- 25.12.2013 00:00
İktidar partisinin, bakan çocukları, bürokratlar ve işadamlarının odağında olduğu yolsuzluk ve rüşvet operasyonunun arkasında “içeriden destekli dış mihrakların” bulunduğu iddiasına ne kendisi de ne de toplum inanıyor aslında. Başta İstanbul, pek çok ilde yerleri değiştirilen polis sayısı neredeyse 113’ü buldu. Adli Kolluk Yönetmeliği’nde aniden bir değişiklik yapılarak Emniyet ve Jandarma görevlilerinin, adli olaylarda amirlerine bilgi verme zorunluluğu getirildi. Bu değişikliğin iktidara yakın odaklara uzanan soruşturmaların önünün kesileceği anlamına geldiğinin herkes farkında. İktidar milletvekili Haluk Özdalga da yönetmelik değişikliği için, “İyiye değil daha kötüye gidişi ifade ediyor,” diyerek rahatsızlığını dile getirdi.
Emniyet’in kapılarının basına kapatılmış olması, ABD’nin Türkiye Büyükelçisi Francis Ricciadone’nin, hükümete yakın medya tarafından kendisine atfen, “bir imparatorluk çöküyor,” mealinde sarfettiği ileri sürülen sözlerini manşet yapmış olmasının ki bu sözler elçilik tarafından yalanlandı üzerinden Başbakan Erdoğan’ın hafta sonundaki konuşmasında elçiye ad vermeden yüklenmiş olması bir kurgu gibi geliyor komplo teorilerini haklı çıkartmak için.
Bakın, İspanya’da, savcının talimatıyla polisin, yolsuzluk iddialarına istinaden iktidardaki Halkın Partisi genel merkezine geçenlerde baskın yapmış olmasına karşı hükümet dış ya da iç mihrakları sorumlu tutmadı, polisi engellemedi.
Yolsuzluk ve rüşvet maalesef bir hastalık ve özellikle de iktidar çevrelerine daha çabuk bulaşabiliyor.
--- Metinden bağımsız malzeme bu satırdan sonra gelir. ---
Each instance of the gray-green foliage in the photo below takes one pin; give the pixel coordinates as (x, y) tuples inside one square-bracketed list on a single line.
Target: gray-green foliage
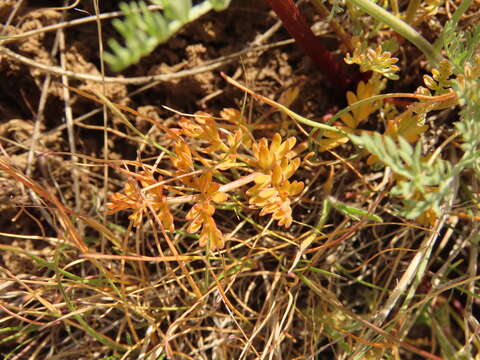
[(424, 183), (143, 30)]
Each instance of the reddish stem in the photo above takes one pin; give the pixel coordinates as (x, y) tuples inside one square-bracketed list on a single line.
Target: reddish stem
[(298, 28)]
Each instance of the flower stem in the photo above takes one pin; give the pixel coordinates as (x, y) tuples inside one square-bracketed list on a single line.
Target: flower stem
[(400, 27), (298, 28)]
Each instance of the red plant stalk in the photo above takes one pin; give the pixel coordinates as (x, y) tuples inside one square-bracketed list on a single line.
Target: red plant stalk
[(298, 28)]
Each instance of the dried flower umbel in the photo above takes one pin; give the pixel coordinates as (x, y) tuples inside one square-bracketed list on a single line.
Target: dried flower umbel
[(270, 166)]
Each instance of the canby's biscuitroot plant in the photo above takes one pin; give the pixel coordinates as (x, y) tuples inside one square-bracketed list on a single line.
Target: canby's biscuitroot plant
[(312, 209), (221, 154)]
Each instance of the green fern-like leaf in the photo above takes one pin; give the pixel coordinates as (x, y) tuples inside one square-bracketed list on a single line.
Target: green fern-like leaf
[(460, 46), (424, 184), (143, 30)]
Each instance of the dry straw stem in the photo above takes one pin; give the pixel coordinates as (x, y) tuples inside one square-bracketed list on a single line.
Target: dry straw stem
[(208, 66)]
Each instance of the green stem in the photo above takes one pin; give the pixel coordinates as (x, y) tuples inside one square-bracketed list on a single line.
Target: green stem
[(400, 27)]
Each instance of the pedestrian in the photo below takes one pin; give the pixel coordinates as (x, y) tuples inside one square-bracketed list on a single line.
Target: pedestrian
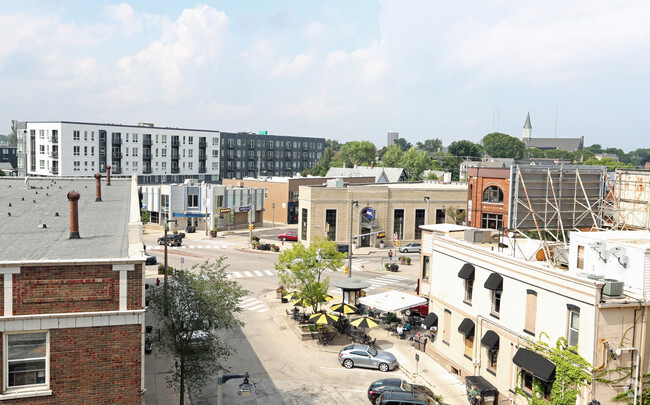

Bu noktada önemli olan husus, bu iddiaların üzerine iktidar olarak gittiğiniz ve sorumluların cezalandırılmasını engellemediğiniz ölçüde itibarınızın artacağı, demokrasi kurallarının işlediğini topluma da gösterecek olmanızdır.
Ne yazık ki Türkiye’de, askerî vesayet rejiminin ürettiği ve sivil hükümetlere de geçmişten bugüne sirayet eden bir hastalık var; o da yapılan yanlışların üstünü örtmek için dış mihrakların yanısıra iç mihraklar üretme alışkanlığı. Boşuna vatandaşlar tehdit görülerek fişlenip, hayatları karartılmıyor.
HÜKÜMET DÜŞEBİLİRDİ
Hizmet Hareketi’nin önemli isimlerinden Zaman gazetesi yazarı Hüseyin Gülerce, Hakan Şükür’ün, geçen hafta, Cemaat’e yönelik tutumunu eleştirerek AK Parti’den istifa etmiş olmasını,iktidarın, en samimi ve belki de son uyarı olarak alması gerektiğine işaret emişti.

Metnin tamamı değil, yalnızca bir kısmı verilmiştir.